The largest cryptocurrency – Bitcoin – has undoubtedly set precedent for the entire cryptocurrency market. One of the main plus points of the cryptocurrency is its limited and finite supply – 21 million Bitcoins and the coins mined are reduced with every halving. The upcoming halving is set to take place in a few months, with several relying on the event to push the price of the cryptocurrency in the upward direction.
Michael Sonnenshein – Grayscale Managing Director – recently spoke about the events that could proceed after all 21 million Bitcoins are mined. Over 18 million of the coins are already in circulation.
In an interview for Rational Reminder, Sonnenshein pointed out that it would take over 100 years for all the coins to be mined, approx. 2140, considering that the supply rate can be determined at any point in time. Agreeing with the majority of the market, Sonnenshein stated that the mining ecosystem would be supported via approving transactions.
“[…] so miners can continue to serve in their capacity of approving transactions, but it will most likely come in the form of transaction fees that are being tapped on to a transaction by the sender in order to make it attractive for a miner to confirm the transaction that’s taking place and have them have an economic incentive to do so.”
Subsequently, Sonnenshein talks about Bitcoin‘s value divisibility, whether it would impact its scarce factor. The Managing Director remarked that Bitcoin was “verifiably scarce based on the supply rate,” adding that its current divisibility factor was “shown out to the eighth decimal place such that there are 100 million units within each Bitcoin.”
“I don’t think that that has not historically been something that has been changed around the Bitcoin protocol, nor do I think the divisibility going out beyond the eight decimal places is something that we are looking to, or there are any kind of proposed changes to alter that anytime in the near future.”
He went on to state that the important factor regarding Bitcoin‘s divisibility was “the fact that being able to represent an economic asset or a real money asset in such a divisible form actually lends itself to a lot of different applications,” which otherwise would not have been possible via the traditional financial system.
“you can’t send somebody, you know, one 1000000th of a penny as compensation for opening an email or making a microloan or whatever it may be. And so I think that there’s a lot of new use cases that Bitcoin lends itself to as a result of its divisibility.”

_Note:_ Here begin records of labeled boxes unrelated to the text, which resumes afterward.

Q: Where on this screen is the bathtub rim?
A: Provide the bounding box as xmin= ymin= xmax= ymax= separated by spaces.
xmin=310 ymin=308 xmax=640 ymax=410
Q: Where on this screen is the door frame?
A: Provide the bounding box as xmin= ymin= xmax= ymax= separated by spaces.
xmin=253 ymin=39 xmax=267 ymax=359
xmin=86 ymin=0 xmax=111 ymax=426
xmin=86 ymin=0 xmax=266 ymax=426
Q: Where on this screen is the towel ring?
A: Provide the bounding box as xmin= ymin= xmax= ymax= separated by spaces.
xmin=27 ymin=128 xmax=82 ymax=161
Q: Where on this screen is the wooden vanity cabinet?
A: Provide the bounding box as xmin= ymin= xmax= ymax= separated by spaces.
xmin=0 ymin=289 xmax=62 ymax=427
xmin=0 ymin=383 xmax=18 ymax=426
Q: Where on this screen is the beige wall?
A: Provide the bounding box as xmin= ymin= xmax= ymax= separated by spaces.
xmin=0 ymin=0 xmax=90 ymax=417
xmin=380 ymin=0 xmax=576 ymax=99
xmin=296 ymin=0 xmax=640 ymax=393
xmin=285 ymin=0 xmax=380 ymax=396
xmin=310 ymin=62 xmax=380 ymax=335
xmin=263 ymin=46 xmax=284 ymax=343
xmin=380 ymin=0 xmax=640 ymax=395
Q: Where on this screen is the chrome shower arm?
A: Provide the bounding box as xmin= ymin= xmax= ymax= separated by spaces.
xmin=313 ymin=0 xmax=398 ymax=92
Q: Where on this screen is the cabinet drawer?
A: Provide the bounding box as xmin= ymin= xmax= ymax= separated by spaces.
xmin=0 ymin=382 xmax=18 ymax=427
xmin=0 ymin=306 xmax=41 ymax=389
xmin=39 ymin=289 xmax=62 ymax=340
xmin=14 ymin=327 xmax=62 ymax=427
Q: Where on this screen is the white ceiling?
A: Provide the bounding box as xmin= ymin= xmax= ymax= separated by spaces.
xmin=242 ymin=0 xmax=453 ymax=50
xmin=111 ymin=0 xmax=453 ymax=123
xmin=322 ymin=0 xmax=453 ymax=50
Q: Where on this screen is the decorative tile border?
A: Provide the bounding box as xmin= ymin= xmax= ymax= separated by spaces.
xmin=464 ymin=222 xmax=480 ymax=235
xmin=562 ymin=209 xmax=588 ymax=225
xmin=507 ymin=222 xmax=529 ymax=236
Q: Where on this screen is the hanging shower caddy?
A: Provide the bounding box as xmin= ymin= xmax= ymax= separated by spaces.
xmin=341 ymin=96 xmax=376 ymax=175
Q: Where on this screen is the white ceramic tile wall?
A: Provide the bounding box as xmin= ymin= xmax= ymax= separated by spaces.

When asked if the coin’s price could be affected if a decision was made to “move out more decimal places,” Sonnenshein stated that it “certainly could.” He said,
“It certainly could. And it’s important to, again, go back to this notion of open-source […] So it is quite a democratized system of how changes get implemented, and certainly, again, not subject to any one single entity or individual the way that you might see that in a more traditional sense.”